Hiding global positioning system (GPS) coordinates behind a simplistic zero-knowledge proof (ZKP) implementation. Practically, this looks like a simplistic black box whereby the ZKP is a subroutine that performs feature extraction without revealing the raw GPS coordinate to the researcher. For example, this subroutine could consist of implementing a lookup table that maps GPS coordinates to category of location. The challenge then lies in careful implementation and permeability of this subroutine to ensure security of the data (highlighted in gray). A malicious party should not be able to identify a participant’s GPS coordinates through a process of elimination by trying several inputs.

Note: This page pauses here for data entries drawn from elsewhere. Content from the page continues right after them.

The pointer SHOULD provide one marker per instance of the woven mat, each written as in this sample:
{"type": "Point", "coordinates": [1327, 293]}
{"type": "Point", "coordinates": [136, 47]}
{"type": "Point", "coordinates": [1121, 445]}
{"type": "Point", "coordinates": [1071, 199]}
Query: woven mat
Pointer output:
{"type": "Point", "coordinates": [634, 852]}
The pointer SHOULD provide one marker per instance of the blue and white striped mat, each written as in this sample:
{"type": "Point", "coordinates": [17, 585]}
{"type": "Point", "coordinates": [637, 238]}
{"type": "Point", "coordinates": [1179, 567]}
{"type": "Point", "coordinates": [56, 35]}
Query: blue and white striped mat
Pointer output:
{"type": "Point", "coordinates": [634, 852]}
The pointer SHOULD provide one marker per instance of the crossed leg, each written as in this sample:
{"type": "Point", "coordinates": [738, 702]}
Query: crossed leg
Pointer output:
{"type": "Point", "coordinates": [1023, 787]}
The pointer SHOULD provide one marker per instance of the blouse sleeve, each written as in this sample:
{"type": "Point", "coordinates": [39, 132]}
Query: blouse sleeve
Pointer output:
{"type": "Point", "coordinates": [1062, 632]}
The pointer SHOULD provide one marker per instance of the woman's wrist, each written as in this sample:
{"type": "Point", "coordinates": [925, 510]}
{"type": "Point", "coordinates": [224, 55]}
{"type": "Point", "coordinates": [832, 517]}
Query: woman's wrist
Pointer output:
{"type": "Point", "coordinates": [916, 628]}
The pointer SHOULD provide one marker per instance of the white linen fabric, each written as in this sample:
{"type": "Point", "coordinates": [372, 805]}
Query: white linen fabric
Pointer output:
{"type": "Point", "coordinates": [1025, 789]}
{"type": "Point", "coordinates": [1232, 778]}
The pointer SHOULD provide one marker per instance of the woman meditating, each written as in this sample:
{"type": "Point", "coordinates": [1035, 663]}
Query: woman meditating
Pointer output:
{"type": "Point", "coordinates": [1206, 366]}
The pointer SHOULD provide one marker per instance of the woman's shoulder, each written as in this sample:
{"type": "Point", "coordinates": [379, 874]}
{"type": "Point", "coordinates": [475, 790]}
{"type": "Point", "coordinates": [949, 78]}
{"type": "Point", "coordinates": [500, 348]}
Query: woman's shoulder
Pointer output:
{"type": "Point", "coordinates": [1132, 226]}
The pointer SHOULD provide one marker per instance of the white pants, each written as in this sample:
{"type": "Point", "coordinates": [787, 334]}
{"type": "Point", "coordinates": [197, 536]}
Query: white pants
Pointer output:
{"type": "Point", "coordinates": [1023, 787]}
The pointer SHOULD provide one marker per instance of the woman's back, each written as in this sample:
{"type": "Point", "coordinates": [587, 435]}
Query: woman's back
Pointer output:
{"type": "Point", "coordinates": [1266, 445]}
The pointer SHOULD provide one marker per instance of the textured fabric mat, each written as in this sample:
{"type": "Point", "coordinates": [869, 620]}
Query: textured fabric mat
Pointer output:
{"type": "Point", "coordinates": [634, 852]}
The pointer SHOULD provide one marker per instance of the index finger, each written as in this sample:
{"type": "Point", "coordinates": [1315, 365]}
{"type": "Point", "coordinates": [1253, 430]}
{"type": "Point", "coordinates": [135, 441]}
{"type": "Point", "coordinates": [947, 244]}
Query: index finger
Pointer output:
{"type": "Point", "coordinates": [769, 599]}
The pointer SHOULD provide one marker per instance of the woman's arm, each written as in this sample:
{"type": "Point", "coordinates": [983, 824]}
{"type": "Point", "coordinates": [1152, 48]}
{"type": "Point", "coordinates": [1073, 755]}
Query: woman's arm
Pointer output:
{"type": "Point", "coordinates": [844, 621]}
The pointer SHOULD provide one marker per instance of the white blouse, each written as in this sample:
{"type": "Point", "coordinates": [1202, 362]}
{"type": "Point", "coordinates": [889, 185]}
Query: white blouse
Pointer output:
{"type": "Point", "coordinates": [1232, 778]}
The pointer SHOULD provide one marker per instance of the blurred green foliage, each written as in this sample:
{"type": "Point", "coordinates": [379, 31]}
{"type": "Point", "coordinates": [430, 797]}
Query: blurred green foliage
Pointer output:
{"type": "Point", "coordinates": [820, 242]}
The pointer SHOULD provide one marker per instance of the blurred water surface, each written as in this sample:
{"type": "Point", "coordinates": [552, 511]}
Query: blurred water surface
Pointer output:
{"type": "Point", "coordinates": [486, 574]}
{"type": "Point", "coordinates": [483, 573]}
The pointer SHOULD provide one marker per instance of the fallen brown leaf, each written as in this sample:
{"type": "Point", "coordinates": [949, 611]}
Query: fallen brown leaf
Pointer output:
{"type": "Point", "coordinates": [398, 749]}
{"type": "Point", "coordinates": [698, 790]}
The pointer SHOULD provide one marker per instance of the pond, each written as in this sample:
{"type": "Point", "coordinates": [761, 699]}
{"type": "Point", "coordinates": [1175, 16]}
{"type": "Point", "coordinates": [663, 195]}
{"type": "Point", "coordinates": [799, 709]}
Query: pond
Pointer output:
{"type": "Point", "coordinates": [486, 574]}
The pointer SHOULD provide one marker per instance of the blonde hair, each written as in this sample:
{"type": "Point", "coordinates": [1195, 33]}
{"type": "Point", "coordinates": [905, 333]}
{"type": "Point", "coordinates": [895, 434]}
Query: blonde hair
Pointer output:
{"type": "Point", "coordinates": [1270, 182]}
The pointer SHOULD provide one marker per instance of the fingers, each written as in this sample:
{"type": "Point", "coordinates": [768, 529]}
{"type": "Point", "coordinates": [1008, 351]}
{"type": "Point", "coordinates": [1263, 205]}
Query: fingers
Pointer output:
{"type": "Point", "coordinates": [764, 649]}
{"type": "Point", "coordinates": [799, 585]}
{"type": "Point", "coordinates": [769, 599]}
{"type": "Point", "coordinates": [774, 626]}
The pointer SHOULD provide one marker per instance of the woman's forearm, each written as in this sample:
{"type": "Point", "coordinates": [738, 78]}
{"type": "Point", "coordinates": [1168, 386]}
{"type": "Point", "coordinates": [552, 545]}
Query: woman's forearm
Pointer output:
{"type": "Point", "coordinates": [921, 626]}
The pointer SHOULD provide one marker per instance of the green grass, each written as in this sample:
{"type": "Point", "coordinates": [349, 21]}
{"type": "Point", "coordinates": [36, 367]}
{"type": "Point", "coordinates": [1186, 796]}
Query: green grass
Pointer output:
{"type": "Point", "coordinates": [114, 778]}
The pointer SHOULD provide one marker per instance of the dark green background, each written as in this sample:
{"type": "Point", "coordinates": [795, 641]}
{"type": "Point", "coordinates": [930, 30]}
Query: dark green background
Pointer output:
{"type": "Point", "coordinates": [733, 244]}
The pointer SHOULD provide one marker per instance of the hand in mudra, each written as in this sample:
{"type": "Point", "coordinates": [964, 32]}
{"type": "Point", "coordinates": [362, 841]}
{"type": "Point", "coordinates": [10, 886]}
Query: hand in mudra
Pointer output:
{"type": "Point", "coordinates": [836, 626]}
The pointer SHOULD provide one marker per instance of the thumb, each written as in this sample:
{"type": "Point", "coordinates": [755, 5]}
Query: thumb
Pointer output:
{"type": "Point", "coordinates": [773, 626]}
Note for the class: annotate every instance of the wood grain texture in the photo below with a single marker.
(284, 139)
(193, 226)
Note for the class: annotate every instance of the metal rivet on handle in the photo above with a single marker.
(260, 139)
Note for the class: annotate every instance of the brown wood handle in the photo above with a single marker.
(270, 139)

The analogue would be trying to guess a password via brute force.

As ZKPs more broadly correspond to a variety of techniques, it is difficult to recommend it summarily for general feature extraction problems, and they should instead be evaluated on a case-by-case basis. In addition, some common challenges include implementation and computational complexity. Sometimes, they still require a trusted third party to prove a statement [58]. It is our view that ZKPs hold potential as building blocks for privacy-preserving protocols but is currently an active area of research [59] rather than a practical and accessible tool for implementation.

Trusted Execution Environments

A TEE (also referred to as secure hardware enclave) is a chip-level hardware design in modern processors that enables isolated execution over confidential data. Figure 9 illustrates how TEEs could encapsulate private raw data without exposing to the researcher. A major benefit of TEEs is that they have little performance overhead over native computations, making them practical for a wide range of applications [25], while providing guarantees that malicious applications cannot tamper with the computations running on secure enclaves.

Figure 9.

Figure 9

A trusted execution environment (TEE; highlighted in gray) provides data privacy through encapsulation. Security features include memory isolation, memory encryption, isolated architecture, and secure key provisioning. A remote attestation process follows to verify correct execution of a program and provide a proof of origin [60]. A level of trust is still required in TEEs (highlighted in gray) because of the risk of hardware exploits.

An important consideration when using TEEs is the very real risk of hardware vulnerabilities that can be exploited. In early 2018, hardware vulnerabilities in modern commercial processors were reported that can expose private data to rogue processes (Meltdown) or attacks on processors that perform branch prediction (Spectre) [61]. Another vulnerability (Foreshadow) explicitly affected Intel SGX processors [62], bringing to question how trustworthy a secure enclave can be. In an effort to address these concerns, emerging open-source TEE projects argue that security by obscurity in commercial designs is insufficient and that community-driven, open security will lead to more reliable designs [25].

Another criticism of TEEs regarding data privacy is that practical applications might use a single or handful of TEEs, which centralizes the management of data. The thought is that it is still a “very strong assumption to require all participants to globally trust a single or handful of (TEE) processors” [63]. To address this limitation, some projects have emerged that incorporate blockchain with TEEs to decentralize the network of computing nodes. This approach will be examined further in the next section on blockchain methods.

Blockchain Methods

Private and Consortium Blockchains

Private and consortium blockchain networks limit who can participate in the network, usually by creating access controls that are managed by highly trusted entities. Often, additional rules are included to create a permissions system, control which nodes can verify transactions, and make transaction data private to the parties involved. The last of the reasons is particularly appealing in a privacy-centric data–sharing context, but it comes at the price of placing trust in the maintainers of the private network. However, the very same feature that makes public blockchains so appealing—a trustless, decentralized network state secured by cryptoeconomic incentives—is missing from private blockchains and is illustrated in Figure 10.

Figure 10.

Figure 10

Private blockchain where it represents a secure data environment but requires similar trust as other centralized techniques (participant consent to release data, trusted parties). For this reason, the entire private blockchain network is highlighted in gray.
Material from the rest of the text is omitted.